A simplest way of using time series for sales predictions would be by performing a uni-variate time series analysis with only information required for analysis are “dates of sale” and the “sale”. This is called uni-variate as there is only one time-dependent variable. While a uni-variate time series is not highly accurate as it does not consider other factors that could possibly be affecting the sales, it is a quick way to get estimates with some accuracy. This is usually helpful when historical data of past several years is available which ensures that the events affecting sales would have repeated several times during that time frame and their essence can be captured through trend, seasonality and randomness.
A multivariate time series analysis has more than one time-dependent variables. The core belief for a multivariate time series analysis is that sales at any given point in time is not only dependent on the past sales, but also on several other factors like the product demand, direct and indirect competition, marketing strategy, relative state of economy, customer base, weather etc. These are only some of the many possible factors that can have an impact on the sales. These factors also depend on the industry and sector to which a product belong.

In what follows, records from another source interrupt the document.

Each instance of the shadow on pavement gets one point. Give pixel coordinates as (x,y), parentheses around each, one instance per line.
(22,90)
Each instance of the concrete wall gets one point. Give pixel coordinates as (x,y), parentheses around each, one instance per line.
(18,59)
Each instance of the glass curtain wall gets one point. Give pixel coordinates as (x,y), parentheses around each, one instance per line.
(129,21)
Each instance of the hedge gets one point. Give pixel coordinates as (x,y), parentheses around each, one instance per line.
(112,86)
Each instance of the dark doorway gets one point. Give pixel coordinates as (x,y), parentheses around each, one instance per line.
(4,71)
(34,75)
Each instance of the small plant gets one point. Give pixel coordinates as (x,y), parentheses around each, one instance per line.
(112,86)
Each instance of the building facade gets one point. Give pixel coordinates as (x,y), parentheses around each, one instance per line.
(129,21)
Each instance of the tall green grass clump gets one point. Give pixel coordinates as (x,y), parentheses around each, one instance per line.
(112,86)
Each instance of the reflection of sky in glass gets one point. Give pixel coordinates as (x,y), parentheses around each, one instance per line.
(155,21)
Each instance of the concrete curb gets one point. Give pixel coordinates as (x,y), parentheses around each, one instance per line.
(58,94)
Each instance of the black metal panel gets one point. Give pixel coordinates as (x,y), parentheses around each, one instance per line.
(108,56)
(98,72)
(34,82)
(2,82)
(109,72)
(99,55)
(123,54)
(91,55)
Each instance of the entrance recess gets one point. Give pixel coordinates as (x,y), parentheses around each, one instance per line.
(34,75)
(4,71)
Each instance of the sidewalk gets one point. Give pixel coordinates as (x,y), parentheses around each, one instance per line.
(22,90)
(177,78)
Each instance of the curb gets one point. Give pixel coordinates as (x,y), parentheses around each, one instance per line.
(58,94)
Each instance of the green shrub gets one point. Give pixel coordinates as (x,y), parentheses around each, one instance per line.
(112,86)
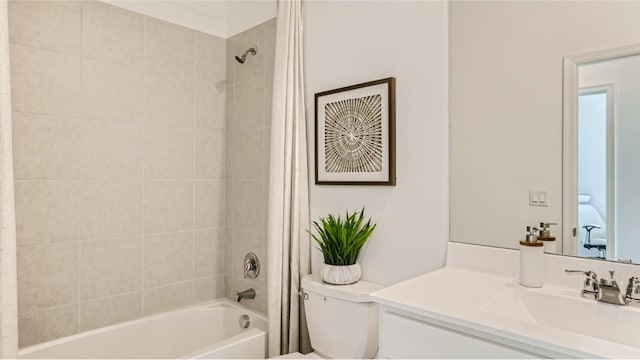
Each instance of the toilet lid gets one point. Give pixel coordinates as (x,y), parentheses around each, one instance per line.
(358,292)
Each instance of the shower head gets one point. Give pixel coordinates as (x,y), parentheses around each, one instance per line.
(242,58)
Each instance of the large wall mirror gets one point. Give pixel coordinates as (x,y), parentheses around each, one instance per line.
(508,137)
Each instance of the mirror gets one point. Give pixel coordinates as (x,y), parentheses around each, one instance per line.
(507,76)
(601,130)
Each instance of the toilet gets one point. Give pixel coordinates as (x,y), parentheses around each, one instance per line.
(342,321)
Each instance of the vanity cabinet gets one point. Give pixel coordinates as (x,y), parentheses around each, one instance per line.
(403,336)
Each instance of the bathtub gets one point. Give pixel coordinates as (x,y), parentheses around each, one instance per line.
(210,330)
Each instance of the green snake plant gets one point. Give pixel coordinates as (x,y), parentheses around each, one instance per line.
(341,240)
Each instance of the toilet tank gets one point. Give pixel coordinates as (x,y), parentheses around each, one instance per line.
(342,321)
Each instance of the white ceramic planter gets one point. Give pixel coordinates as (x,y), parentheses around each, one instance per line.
(341,275)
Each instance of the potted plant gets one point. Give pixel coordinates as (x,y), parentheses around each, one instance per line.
(340,242)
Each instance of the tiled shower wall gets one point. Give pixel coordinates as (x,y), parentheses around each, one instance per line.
(119,150)
(249,94)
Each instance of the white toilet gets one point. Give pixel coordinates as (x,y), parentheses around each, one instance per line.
(342,321)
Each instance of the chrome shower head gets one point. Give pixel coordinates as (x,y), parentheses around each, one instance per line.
(252,51)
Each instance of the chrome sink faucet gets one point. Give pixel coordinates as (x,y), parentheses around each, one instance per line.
(590,288)
(610,291)
(607,289)
(633,292)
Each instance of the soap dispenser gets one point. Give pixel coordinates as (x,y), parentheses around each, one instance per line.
(547,239)
(531,260)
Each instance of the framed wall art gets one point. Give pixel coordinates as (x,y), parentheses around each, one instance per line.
(355,134)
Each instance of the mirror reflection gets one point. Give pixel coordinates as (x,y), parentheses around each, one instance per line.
(509,125)
(608,122)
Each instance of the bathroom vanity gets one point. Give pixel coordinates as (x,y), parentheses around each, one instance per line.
(477,309)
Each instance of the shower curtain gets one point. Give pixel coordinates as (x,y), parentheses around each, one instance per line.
(8,281)
(288,241)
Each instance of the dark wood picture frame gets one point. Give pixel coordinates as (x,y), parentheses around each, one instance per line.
(388,142)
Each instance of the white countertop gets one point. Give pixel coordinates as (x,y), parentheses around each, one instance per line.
(472,301)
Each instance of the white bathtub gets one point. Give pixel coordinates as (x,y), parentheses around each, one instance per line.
(207,331)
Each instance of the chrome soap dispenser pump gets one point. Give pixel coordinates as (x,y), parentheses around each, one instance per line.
(531,260)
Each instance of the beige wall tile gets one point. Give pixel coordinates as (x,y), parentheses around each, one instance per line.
(268,99)
(169,101)
(210,155)
(250,206)
(168,153)
(112,92)
(230,203)
(211,58)
(44,325)
(113,150)
(209,252)
(168,297)
(47,276)
(110,267)
(168,206)
(169,48)
(48,147)
(210,106)
(248,153)
(230,49)
(110,310)
(112,34)
(111,208)
(233,285)
(209,288)
(248,107)
(45,82)
(47,211)
(245,242)
(50,25)
(168,258)
(266,152)
(228,251)
(209,204)
(70,148)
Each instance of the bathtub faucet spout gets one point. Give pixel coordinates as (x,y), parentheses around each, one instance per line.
(246,294)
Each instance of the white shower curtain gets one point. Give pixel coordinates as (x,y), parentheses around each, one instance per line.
(8,282)
(288,241)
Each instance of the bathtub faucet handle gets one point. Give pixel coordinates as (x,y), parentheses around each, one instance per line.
(245,294)
(251,266)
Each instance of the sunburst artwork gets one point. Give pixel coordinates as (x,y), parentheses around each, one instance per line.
(355,134)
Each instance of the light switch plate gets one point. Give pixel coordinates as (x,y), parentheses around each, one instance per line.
(538,197)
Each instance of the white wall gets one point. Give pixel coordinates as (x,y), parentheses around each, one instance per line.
(222,18)
(626,77)
(244,14)
(352,42)
(506,106)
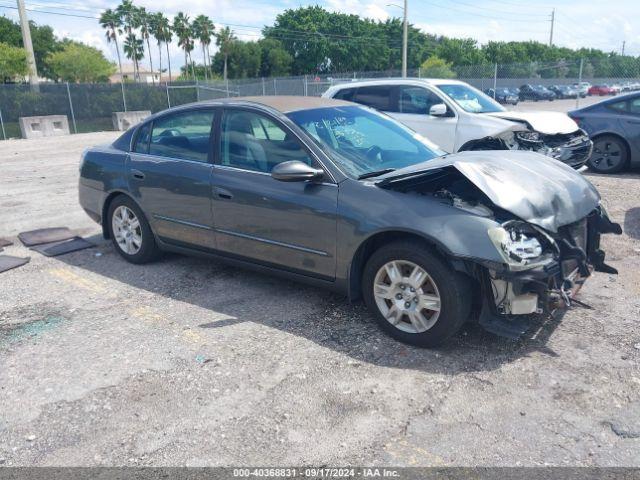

There are several different models available today which can be used for time series analysis. Some of them are Holt-Winters, ARIMA, SARIMA, SARIMAX, GARCH etc.
Another way of looking at sales forecasting is as a regression problem rather than a time series problem. Regression algorithms detect patterns in the data and establish relationships between independent variables (factors affecting sales) and helps in determining the target variable (sales). While the regression algorithms are pretty effective, they come with their own limitations. One of the key assumption of regression algorithms is that the patterns present in the past data will repeat in future.
There are a number of regression algorithms available. The simplest of them all is linear regression. It is easy to understand & explain and works well when there’s a linear relationship between the independent and dependent variables. Another highly interpretable algorithm is decision tree which works as a flow chart with decisions being made at each node in the tree. Model ensembles like random forest, gradient boosting or xgboost work great and make predictions with high accuracy. However, these are complex models and lose explicability.
Unlike time series models which require a lot of data, generalization with regression models helps is making predictions with significantly less historical data. This usually helps for the scenarios when a new product or store is being launched. Another key difference between time series analysis and regression methods is in the way in which the models are tested or validated. In regression methods, the training data is divided into k equal parts out of which k-1 parts are used for training and 1 part is used for validation. This process is repeated k times with a different part of data kept aside for validation each time. This is called as k-fold cross validation and it helps in determining how good a model is going to perform on the unseen data. It is to be noted that cross validation is not a performance improving technique but a method of performance evaluation. K-fold cross validation is not used with time series due to the sequential nature of time series. Hence training and validation sets are created by splitting the historical data into sequential subsets in the order of time.
To summarize, traditionally sales forecasts were looked upon as a time series problem however the use of regression approaches often give better results with less data required for model training. Models like linear regression and decision trees comes with high interpretability and explicability and the results achieved using these models are easy to explain to business users. Model ensembles can be used for the scenarios where prediction accuracy is more important as compared to explicability.